Up to then those who would have been atheists, like Spinoza, Jefferson and Voltaire were at best Deists, as no other explanation of Creation was on the table.
If Einstein talked about the 'true nature of the divine element' it was not in terms of religious claims, for which he had no time at all, but it was the unknown mysteries about which we only know that we know nothing. It was nothing to do with assigning an intelligence that created or directed it all, apart from his one great error - in insisting that the universe was "ordered" and not random (so to speak); the only assumption he could be said to have had Faith in, and it misled him. He refused to accept Quantum mechanics. "God does not play dice" he told Bohr, who retorted "stop telling God what to do". Well, Einstein was wrong and spent the rest of his time after Relativity trying to make an Ordered universe work.
And now Quantum is used by religious apologists to try to upset science in hopes to make a gap for God. This is what religion has always done ever since the renaissance when it was no longer the church that was the only body preserving knowledge and encouraging science, which it saw as explaining the method of God. This was why Newton was firmly Theist. In Physics, there was no conflict withe religion is explaining God's works.

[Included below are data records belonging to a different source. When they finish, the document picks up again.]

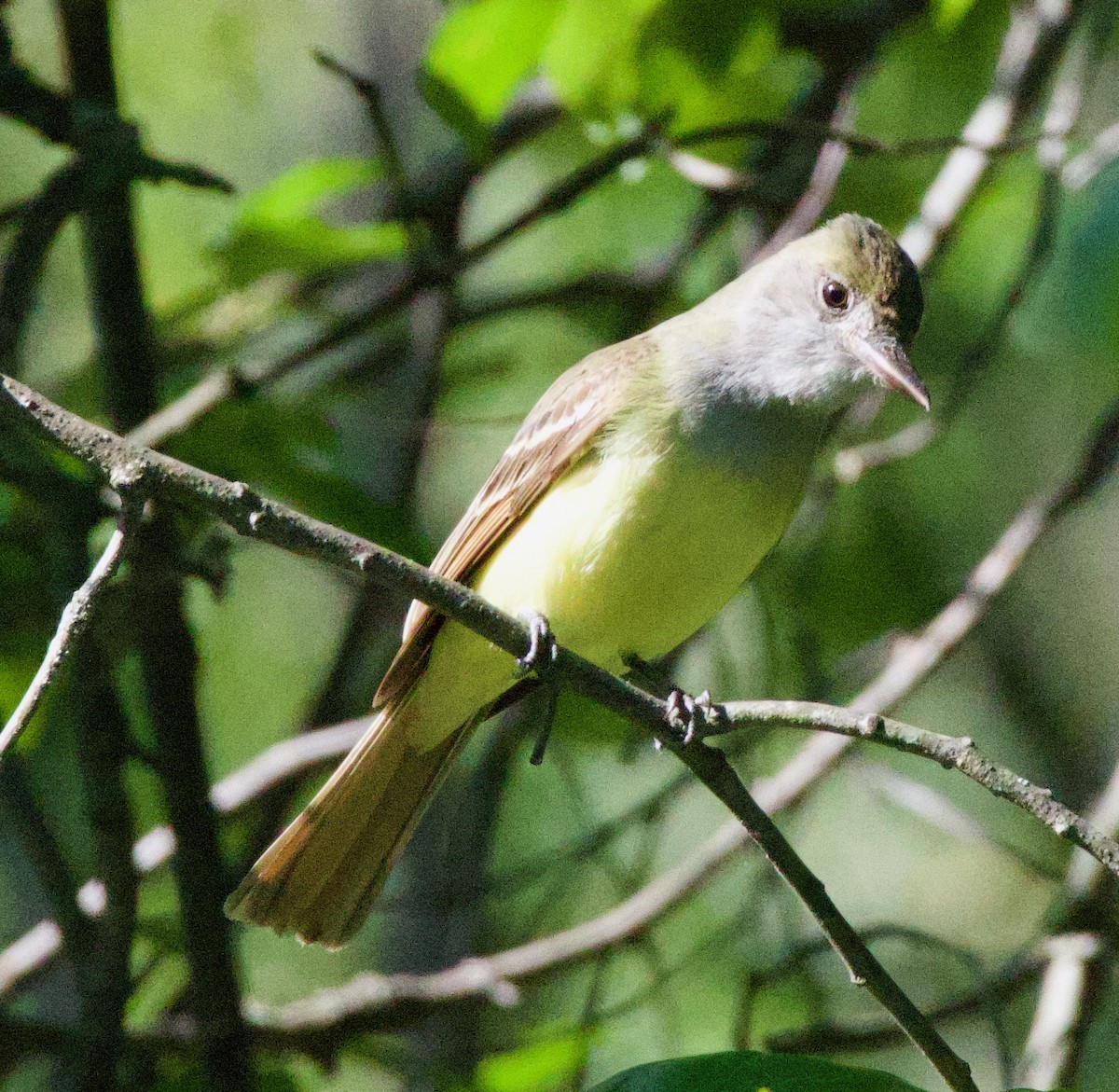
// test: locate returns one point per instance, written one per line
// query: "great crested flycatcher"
(635, 500)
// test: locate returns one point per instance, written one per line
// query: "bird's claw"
(688, 715)
(542, 644)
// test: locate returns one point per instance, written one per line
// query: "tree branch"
(74, 622)
(951, 752)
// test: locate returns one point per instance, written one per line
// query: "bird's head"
(861, 296)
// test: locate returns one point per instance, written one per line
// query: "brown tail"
(320, 877)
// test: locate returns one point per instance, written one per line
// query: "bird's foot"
(689, 715)
(542, 644)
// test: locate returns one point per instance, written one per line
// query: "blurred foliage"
(748, 1070)
(389, 426)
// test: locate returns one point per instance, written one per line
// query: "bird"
(635, 500)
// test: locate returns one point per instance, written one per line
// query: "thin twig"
(1103, 151)
(1061, 1000)
(76, 620)
(951, 752)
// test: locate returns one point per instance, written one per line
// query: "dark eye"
(835, 296)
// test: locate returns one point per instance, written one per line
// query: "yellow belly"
(630, 554)
(633, 554)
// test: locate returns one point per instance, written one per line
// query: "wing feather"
(563, 427)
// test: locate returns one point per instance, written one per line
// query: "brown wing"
(560, 429)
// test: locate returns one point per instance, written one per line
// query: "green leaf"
(588, 57)
(536, 1068)
(278, 228)
(482, 51)
(751, 1072)
(949, 13)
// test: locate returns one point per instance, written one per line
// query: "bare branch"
(74, 622)
(1035, 35)
(1103, 151)
(1060, 1005)
(951, 752)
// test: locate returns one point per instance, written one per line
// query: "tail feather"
(322, 875)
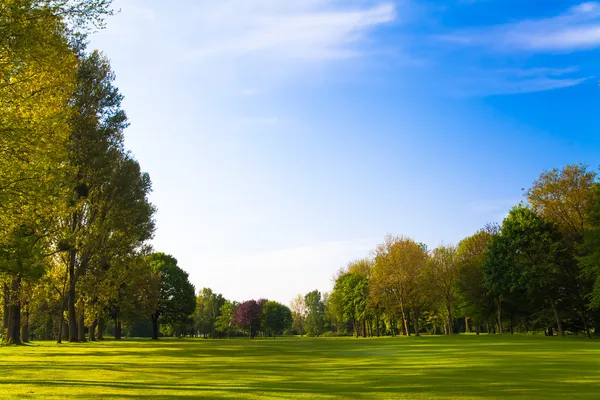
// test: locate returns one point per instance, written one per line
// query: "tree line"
(538, 271)
(75, 218)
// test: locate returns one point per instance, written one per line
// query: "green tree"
(299, 312)
(523, 262)
(224, 322)
(173, 297)
(275, 318)
(443, 275)
(208, 309)
(315, 316)
(476, 302)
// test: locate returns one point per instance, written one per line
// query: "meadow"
(457, 367)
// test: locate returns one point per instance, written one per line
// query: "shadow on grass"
(487, 368)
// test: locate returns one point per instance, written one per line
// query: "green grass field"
(460, 367)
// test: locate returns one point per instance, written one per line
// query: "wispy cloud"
(578, 28)
(302, 30)
(517, 80)
(302, 268)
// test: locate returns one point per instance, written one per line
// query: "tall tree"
(315, 316)
(299, 311)
(275, 318)
(443, 274)
(399, 263)
(471, 252)
(524, 261)
(247, 317)
(173, 297)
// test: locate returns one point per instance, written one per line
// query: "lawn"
(459, 367)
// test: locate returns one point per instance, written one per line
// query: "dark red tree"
(247, 317)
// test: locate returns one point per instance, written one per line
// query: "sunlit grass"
(459, 367)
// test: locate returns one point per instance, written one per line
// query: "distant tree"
(224, 323)
(247, 317)
(523, 262)
(590, 259)
(315, 317)
(208, 306)
(173, 300)
(299, 311)
(475, 300)
(443, 274)
(399, 264)
(275, 318)
(564, 197)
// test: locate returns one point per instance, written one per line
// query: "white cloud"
(302, 30)
(517, 80)
(576, 29)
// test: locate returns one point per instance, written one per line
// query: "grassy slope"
(460, 367)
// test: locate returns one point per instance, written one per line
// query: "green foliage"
(315, 317)
(173, 299)
(275, 319)
(208, 310)
(590, 259)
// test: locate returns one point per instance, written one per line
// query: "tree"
(399, 263)
(523, 262)
(224, 323)
(443, 275)
(471, 252)
(590, 259)
(315, 316)
(299, 311)
(208, 308)
(247, 317)
(275, 318)
(173, 296)
(563, 198)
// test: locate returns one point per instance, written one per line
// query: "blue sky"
(285, 139)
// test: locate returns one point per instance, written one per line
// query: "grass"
(459, 367)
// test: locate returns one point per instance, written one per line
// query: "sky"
(287, 138)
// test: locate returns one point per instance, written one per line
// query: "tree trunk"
(154, 326)
(405, 319)
(100, 328)
(25, 325)
(561, 332)
(93, 330)
(117, 329)
(416, 324)
(65, 330)
(450, 320)
(14, 313)
(6, 302)
(73, 337)
(586, 326)
(499, 315)
(81, 325)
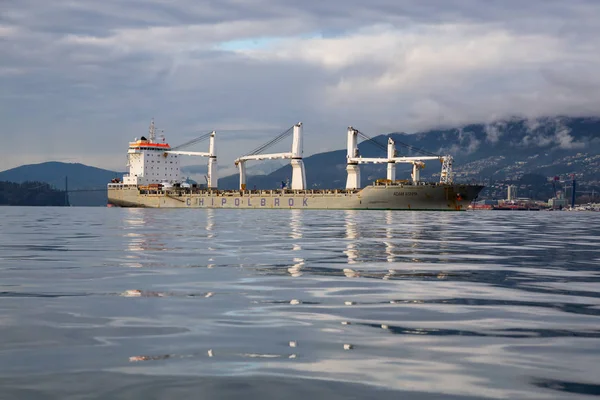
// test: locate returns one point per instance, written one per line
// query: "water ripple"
(460, 305)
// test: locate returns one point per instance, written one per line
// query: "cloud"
(546, 132)
(89, 75)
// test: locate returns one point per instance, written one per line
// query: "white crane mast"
(298, 172)
(353, 161)
(212, 177)
(353, 180)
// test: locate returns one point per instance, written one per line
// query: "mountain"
(522, 152)
(87, 185)
(503, 151)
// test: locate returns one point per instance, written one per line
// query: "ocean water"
(271, 304)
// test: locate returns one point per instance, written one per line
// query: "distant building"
(512, 192)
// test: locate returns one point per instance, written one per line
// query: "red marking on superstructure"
(151, 145)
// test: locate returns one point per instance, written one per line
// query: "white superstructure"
(152, 162)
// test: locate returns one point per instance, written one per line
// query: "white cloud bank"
(74, 73)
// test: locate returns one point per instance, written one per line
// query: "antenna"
(151, 132)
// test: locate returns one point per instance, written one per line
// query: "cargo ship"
(154, 180)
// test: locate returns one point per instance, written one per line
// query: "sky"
(79, 79)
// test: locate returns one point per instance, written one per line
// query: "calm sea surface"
(139, 303)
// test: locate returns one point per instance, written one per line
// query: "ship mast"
(152, 132)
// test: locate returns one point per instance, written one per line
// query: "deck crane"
(212, 175)
(298, 172)
(354, 159)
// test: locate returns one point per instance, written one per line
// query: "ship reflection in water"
(298, 304)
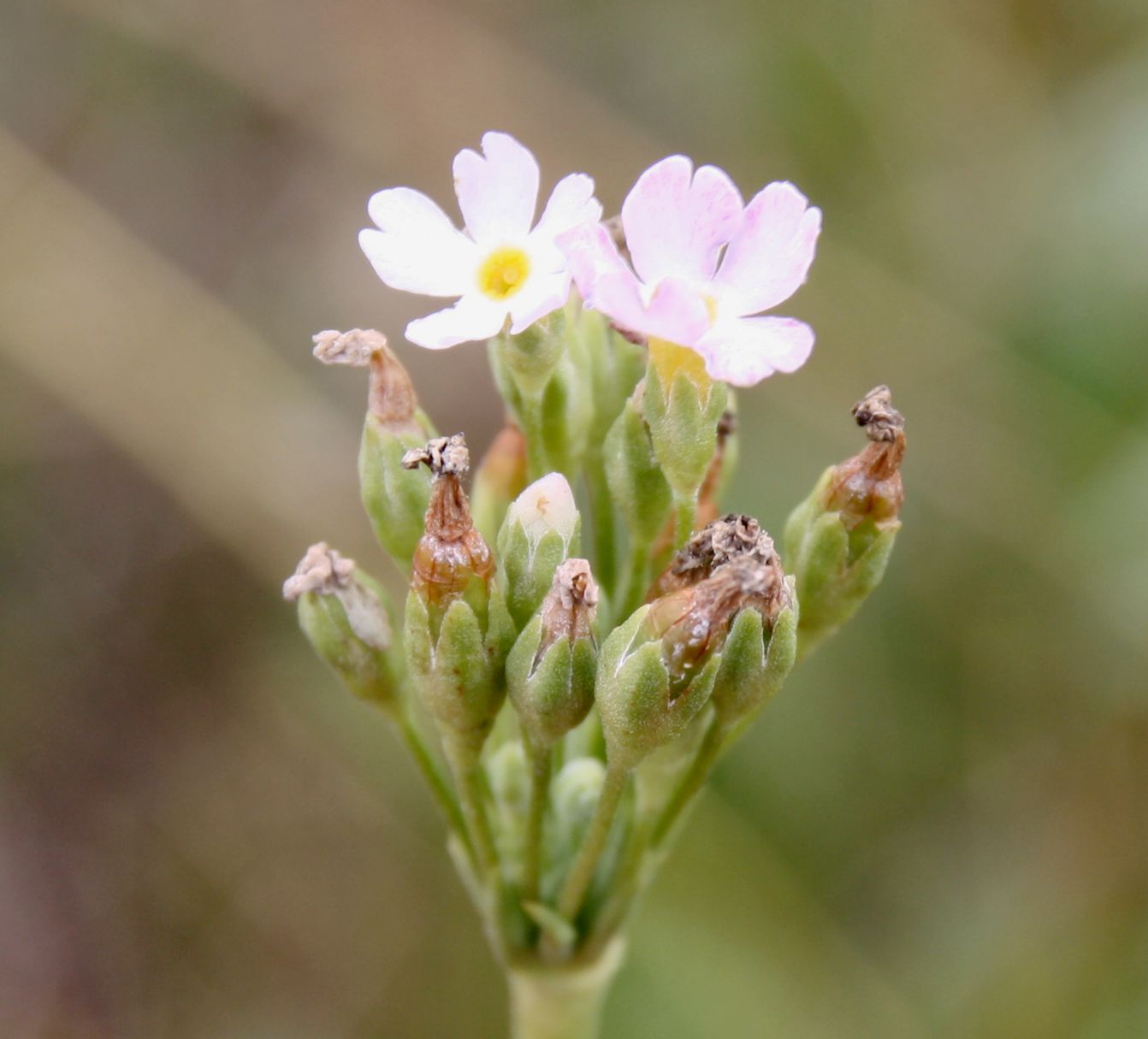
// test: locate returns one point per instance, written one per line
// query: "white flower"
(497, 265)
(704, 267)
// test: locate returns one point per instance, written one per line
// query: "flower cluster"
(702, 265)
(566, 701)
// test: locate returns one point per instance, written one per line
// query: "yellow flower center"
(504, 272)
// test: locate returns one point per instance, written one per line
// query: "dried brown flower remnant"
(322, 570)
(392, 399)
(570, 606)
(868, 486)
(715, 545)
(694, 621)
(452, 553)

It was in astronomy in the preceding century that the science was "wrong" for the last time, really, and the earth was replaced at the centre of the universe by the sun, which was against Church doctrine, and from then on they ceased to support science and fought against each discovery that unseated this postulated Intelligence that religion claimed had created and ran the universe, and natural physical forces became the explanation.
Even the last attempt to credit religion with science: Lemaitre, in church orders, who discovered the expanding universe. He did this by science, not by religion and Theism has had a sort of ambivalent view of this "Big Bang" ever since, some refusing to accept the evidence for it, as it means that God did not create the universe, and others who use it as evidence that he did.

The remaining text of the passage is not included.